Enriching the content of the paper is done in [13] with a hybrid recommender system called Quickstep. The authors combine collaborative filtering with content. As a first step, they classify the topic of the paper using multi-class classifiers. Then, a profiling algorithm computes the user interests to the topic from the predicted paper topics and the user’s browsing logs. The final recommendation is the product of the topic classification confidence and the user topic interest. The authors extend the topics with the taxonomy of computer science in the dmoz ontology4. Combining semantic databases to enrich the user interface is proposed in [14], where the authors design a system that tags an input corpus based on a semantic database defined by the user. These tags are then used to build a user interface that allows exploring related papers based on how similar their text is. In the Docear research paper recommender system [15], mind maps are used to enable users to navigate research recommendations based on content-based filtering methods.

Graph based research paper recommender systems build a graph and then compute research paper rankings to find the most central or popular papers either using a citation graph [16 –18] or using the author’s graph [19 –21]. The authors in [3, 22] present evidence that Katz is a good centrality measure for finding the global relevance of scientific papers. However, [23] mentions that using the citations count (i.e., indegree) is good enough.

Current research on using knowledge graphs to expand the semantic features of the research papers is scarce. Authors in [24] research the extraction of semantic entities from the text using Wikifier [25, 26]. Their results show that Wikifier annotates general terms rather than domain specific terms and they did not research the recommendation task. The usage of knowledge graphs for building Top K recommendations is presented in SPrank [27]. SPrank builds features that represent the connection between users and items using paths between the items and the knowledge graph. Their results show that SPrank outperforms popularity and biased Matrix Factorization [28] baselines while SLIM [29] reached similar performance. Authors in [30] propose a model that computes pairwise features between users and papers, and then train a learning to rank model. This model learns the user preference over the candidate papers. Their experiments show that learning to rank models help in the paper recommendation task when user profiles and explicit feedback (i.e., users mark papers as relevant) is known.

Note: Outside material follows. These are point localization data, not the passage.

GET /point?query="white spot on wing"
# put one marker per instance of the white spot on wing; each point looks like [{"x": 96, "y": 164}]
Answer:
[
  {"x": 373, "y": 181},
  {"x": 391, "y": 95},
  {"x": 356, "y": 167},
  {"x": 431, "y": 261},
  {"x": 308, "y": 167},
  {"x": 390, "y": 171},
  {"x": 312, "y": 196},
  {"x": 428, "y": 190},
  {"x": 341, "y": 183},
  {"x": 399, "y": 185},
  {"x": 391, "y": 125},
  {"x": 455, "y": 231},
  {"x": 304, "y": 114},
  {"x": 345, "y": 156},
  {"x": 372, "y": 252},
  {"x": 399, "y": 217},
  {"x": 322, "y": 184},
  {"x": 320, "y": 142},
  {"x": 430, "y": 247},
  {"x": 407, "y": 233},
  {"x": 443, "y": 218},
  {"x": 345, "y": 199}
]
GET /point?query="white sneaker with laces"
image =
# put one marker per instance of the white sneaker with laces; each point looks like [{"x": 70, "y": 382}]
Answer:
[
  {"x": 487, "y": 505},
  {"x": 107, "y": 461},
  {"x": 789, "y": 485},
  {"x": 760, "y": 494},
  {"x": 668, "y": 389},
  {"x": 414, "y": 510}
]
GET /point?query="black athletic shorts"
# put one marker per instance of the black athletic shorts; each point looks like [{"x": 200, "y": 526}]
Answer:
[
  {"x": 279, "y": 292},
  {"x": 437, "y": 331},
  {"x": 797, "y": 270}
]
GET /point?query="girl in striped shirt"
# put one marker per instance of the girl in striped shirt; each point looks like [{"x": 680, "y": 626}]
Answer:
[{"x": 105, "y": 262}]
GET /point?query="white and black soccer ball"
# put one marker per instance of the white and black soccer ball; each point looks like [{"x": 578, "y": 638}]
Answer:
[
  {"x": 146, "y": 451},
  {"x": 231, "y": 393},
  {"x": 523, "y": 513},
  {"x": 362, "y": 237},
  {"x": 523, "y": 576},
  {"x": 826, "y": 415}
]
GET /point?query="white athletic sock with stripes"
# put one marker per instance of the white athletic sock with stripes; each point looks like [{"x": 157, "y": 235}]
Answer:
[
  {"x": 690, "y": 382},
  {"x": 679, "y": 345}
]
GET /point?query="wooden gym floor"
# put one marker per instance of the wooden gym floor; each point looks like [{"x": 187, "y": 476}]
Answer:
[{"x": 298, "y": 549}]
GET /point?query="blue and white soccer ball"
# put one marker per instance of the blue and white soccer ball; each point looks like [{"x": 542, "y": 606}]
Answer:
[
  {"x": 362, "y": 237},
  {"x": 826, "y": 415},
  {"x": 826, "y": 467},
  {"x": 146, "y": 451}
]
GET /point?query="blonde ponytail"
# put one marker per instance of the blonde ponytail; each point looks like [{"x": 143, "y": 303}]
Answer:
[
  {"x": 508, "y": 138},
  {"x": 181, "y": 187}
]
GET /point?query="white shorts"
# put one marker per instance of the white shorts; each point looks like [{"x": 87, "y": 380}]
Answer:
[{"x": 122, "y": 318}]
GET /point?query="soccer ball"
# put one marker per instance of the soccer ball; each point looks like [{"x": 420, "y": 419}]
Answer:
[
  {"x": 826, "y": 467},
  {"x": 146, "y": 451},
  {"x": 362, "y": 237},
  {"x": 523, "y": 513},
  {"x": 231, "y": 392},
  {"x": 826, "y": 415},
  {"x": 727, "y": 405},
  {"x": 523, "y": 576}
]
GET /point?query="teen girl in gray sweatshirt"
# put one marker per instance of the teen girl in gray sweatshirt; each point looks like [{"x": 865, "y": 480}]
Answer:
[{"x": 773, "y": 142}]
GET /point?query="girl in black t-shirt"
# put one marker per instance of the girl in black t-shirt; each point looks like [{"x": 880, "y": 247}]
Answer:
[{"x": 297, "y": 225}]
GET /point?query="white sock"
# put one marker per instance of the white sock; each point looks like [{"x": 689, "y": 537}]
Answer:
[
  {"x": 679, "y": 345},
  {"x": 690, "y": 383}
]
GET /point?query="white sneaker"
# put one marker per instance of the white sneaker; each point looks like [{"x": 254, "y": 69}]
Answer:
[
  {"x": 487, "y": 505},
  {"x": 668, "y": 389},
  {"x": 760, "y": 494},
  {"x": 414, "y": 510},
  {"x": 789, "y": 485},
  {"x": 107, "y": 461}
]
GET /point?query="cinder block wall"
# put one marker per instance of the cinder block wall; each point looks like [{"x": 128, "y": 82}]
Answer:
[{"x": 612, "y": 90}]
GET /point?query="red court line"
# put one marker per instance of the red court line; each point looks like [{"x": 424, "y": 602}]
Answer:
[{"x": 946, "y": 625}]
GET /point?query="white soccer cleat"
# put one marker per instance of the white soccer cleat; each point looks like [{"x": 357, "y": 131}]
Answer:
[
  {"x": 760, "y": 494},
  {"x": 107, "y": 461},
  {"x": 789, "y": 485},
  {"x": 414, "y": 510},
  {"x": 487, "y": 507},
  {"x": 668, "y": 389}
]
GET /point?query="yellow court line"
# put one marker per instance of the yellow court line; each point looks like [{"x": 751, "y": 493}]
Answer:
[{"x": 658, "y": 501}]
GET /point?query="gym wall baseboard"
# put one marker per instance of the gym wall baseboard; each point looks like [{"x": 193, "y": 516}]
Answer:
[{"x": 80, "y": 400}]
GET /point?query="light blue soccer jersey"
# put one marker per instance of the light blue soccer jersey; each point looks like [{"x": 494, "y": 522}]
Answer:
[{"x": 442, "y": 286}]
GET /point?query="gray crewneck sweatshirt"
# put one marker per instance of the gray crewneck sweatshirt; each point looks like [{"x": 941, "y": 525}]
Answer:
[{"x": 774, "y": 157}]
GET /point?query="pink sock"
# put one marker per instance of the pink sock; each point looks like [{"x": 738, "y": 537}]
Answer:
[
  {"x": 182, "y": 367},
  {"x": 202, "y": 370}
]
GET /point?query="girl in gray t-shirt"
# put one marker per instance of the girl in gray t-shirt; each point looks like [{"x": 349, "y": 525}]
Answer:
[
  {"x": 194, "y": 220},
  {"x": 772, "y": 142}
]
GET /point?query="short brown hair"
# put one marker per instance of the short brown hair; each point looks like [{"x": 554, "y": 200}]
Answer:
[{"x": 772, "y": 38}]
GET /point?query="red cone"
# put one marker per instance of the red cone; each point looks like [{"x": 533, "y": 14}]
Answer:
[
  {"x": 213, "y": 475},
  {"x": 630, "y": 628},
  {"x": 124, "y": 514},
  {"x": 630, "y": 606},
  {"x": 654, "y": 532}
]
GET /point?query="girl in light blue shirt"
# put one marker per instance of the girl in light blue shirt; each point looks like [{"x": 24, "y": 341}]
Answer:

Our work is complementary to the previously mentioned literature in several aspects. Our recommender system aims to satisfy the information needs expressed in a given abstract only. That is, we do not require building a profile for the user for recommending papers. This strict requirement forces us to leverage new methods for expanding the semantic features of the given abstract. We research the added value of knowledge graphs used as content to build global citation recommendations and propose an approach that uses this new set of features. In particular, we complement current literature as follows. First, by using DBpedia Spotlight, we map the terms in the text to DBpedia, a knowledge graph. This process identifies DBpedia entities URIs, and from DBpedia, we extract the entities properties. Second, to reduce the complexity of training and recommending we propose generating a candidate set using Lucene’s More Like This method. This method uses the terms in the abstract and the DBpedia entities to query for relevant papers. By doing this, we show that the quality of the candidate set improves. Third, our proposed approach builds abstract-candidate pairwise features from a ground-truth dataset and mark the pairs with candidates cited as relevant. We input these pairwise features to LambdaMART [31], a learning to rank model that uses the pair-wise features to predict the labeled relevance.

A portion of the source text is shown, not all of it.